Common Name: Paprika
Latin Name: Capsicum annuum
Other Names: Red Pepper, Turkish Pepper

history of paprikaDescription
Paprika is a powdered, orange-red colored spice. Paprika does not come from one specific plant.  It is made from a variety of ground and dried chile peppers.  The taste, heat and flavor of the Paprika will vary depending on the peppers used. The flavor can range from sweet and mild to smoky and hot.  In general, it tends to be more mild than hot. ASTA grade is a color scale for paprika. The higher the ASTA number, the brighter the color.

Red paprika originated in Southern Mexico, Central America, and the Antilles Islands.  It was used for both seasoning of food as well as medicine for healing. According to internet lore, Christopher Columbus discovered it and introduced it to Europe.

Sometime after Christopher Columbus brought it over from the New World, paprika made its way to Hungary. It has been a staple in Hungarian food ever since and it was the Hungarians that gave it the name Paprika.

Paprika was not used in the west until sometime during the mid-1900s.

The zoo sometimes includes paprika in the food of flamingos in order to help them keep their pink color!

Today, Hungary, Spain, South America, the Mediterranean, India, and California are all major producers of paprika.

Culinary Uses
Paprika is frequently used as a garnish in deviled eggs and on quiche. You will also see it as an ingredient for many Hungarian dishes such as goulash. It is often used in hummus.

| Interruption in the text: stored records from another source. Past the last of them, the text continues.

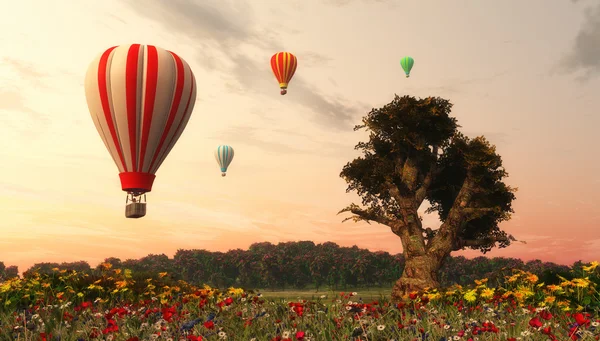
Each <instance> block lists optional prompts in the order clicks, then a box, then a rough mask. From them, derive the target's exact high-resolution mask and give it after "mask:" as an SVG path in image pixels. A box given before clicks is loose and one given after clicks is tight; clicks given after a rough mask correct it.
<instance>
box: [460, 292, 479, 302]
mask: <svg viewBox="0 0 600 341" xmlns="http://www.w3.org/2000/svg"><path fill="white" fill-rule="evenodd" d="M463 297H464V298H465V300H467V301H468V302H473V301H475V300H476V299H477V295H476V293H475V290H469V291H467V293H466V294H465V295H464V296H463Z"/></svg>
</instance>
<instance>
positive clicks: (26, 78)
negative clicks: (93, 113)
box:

Paprika can also be used as a substitute for flour in thickening a sauce and is a natural dye for soups and stews.  It is also an excellent addition in salt-free seasonings and blends.

Medicinal Uses
Native Americans from Southern Mexico first used paprika as medicine because they believed it had many healing powers.

Paprika peppers have an amazing amount of vitamin C.  In fact, they have seven times as much vitamin C as oranges. Hungarian scientist, Dr. Szent-Györgyi won a Nobel Prize in 1937 for his work with paprika peppers and Vitamin C research.